Figure 1: Policy Outlook Details

Source: Riksbank last three Monetary Policy Reports

It was very much a question of how fast, not if, as far as policy easing was concerned for the Riksbank, with Figure 1 underscoring how policy thinking has been markedly reshaped this year.  By initiating easing relatively early last month, the Board was both reacting to weak data (both real and price wise), but more notably in giving itself flexibility to pursue what it thinks needs to be a gradualist approach to further easing.  That has not changed fundamentally, even given the slightly faster policy path now been flagged - a move is now very likely at the next meeting (Aug 20), with three meetings then left in the remainder of the year to deliver the 1-2 added cuts.  

This slight shift in thinking is all the more notable given stronger than expected Q1 GDP reading and disappointing May CPI data, at least in terms of service prices.  But the Riksbank (with justification) see both being aberrant.  Indeed, as the Riksbank stresses the Q1 GDP jump was largely due to a temporarily large contribution from inventories, while. Interest-sensitive parts of the economy, such as household consumption and housing investment, continued to develop weakly. We would add that monthly outcomes for production and consumption, and confidence indicators for households and companies on the whole indicate weak growth during the current quarter.  Meanwhile, the pick-up in the May CPI data was probably a clear aberration due to one-off special entertainment events.  This disinflation is very evident in seasonally adjusted m/m core CPI readings which have showed a much softer profile prior to May, very much hinting that ex-energy (core) inflation on this basis is already undershooting target, this having persuaded the Riksbank to bring forward its forecast for CPIF annual inflation to hit target from its previous circa-Q1 2026 forecast by the Riksbank.  Indeed, the Riksbank now echoes our long-standing call that CPIF inflation (the actual targeted measure) may drop below target in coming months, this all the more notable given a revised back projection of a negative output gap.
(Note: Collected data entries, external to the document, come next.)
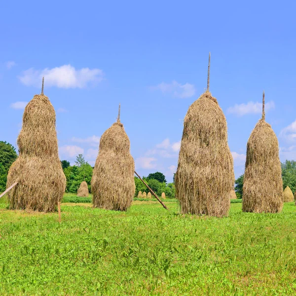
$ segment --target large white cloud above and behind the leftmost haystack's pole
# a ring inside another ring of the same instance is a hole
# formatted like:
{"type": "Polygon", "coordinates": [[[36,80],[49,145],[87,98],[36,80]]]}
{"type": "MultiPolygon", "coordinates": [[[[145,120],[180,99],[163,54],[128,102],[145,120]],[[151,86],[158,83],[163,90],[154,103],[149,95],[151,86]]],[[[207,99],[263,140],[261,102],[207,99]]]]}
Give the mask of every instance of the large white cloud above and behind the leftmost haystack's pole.
{"type": "Polygon", "coordinates": [[[59,88],[85,88],[90,82],[100,82],[103,79],[103,71],[100,69],[75,69],[71,65],[64,65],[52,69],[35,70],[28,69],[19,76],[20,81],[27,86],[41,86],[44,76],[46,87],[59,88]]]}

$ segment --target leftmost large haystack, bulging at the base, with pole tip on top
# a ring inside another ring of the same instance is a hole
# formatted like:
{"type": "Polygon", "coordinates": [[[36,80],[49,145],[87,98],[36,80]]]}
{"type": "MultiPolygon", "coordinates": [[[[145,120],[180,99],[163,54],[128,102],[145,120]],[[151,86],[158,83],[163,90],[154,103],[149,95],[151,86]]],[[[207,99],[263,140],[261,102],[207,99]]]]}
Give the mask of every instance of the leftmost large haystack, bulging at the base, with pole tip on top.
{"type": "Polygon", "coordinates": [[[23,115],[23,125],[17,139],[19,157],[11,165],[8,192],[11,209],[52,212],[63,197],[66,188],[58,154],[56,115],[48,97],[35,95],[23,115]]]}

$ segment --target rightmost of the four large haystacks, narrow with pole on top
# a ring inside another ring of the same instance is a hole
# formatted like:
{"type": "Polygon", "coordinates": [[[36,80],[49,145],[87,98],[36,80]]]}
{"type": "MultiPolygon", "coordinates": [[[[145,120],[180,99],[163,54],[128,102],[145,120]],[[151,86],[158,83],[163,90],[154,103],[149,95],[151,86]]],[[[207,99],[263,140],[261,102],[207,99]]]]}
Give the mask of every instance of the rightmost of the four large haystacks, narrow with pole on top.
{"type": "Polygon", "coordinates": [[[282,208],[283,181],[279,144],[271,126],[265,122],[263,92],[262,118],[247,143],[242,210],[278,213],[282,208]]]}

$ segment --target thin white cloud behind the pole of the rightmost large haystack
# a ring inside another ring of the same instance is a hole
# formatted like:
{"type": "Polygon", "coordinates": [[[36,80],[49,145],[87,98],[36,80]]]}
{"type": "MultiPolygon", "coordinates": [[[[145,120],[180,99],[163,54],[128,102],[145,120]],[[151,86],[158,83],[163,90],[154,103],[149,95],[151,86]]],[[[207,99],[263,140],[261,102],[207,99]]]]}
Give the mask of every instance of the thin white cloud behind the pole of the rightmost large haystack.
{"type": "MultiPolygon", "coordinates": [[[[265,112],[274,109],[275,105],[273,101],[265,103],[265,112]]],[[[262,113],[262,103],[248,102],[247,104],[235,104],[233,107],[227,109],[228,113],[233,113],[236,116],[243,116],[246,114],[260,114],[262,113]]]]}

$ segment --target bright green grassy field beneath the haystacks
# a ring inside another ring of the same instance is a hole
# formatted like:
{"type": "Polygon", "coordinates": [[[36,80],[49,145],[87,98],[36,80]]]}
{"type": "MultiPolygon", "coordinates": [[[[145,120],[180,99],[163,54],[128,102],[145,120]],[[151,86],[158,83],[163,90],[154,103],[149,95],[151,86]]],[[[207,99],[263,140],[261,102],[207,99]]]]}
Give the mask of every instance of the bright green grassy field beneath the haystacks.
{"type": "Polygon", "coordinates": [[[0,295],[296,295],[294,203],[259,215],[232,203],[223,219],[166,204],[63,203],[59,224],[1,203],[0,295]]]}

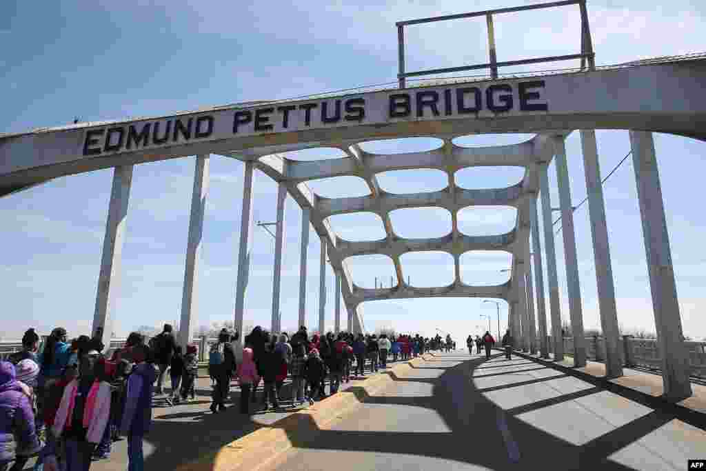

Figure 2: Inflation Weaker This Year But Then Gradual Move Back to Target

Source: Riksbank last three Monetary Policy Reports

Policy Considerations

Despite the firm Q! GDP reading, and for the reasons highlighted above, we remain less optimistic about the scale of the recovery.  But even with the Riksbank pointing to the economy picking up and growing in 2025 at and then above trend at over 2% in 2026, this still generates a negative output gap persists almost out to end-2026.  We think this growth outlook is somewhat optimistic.  But the point is that the Riksbank still accepts that even this more upbeat real economy outlook delivers price stability, if not a risk of a persistent slight target undershoot.  The question is if growth disappoints into 2025 will the Riksbank ease further than it is now flagging – much may depend on fiscal policy!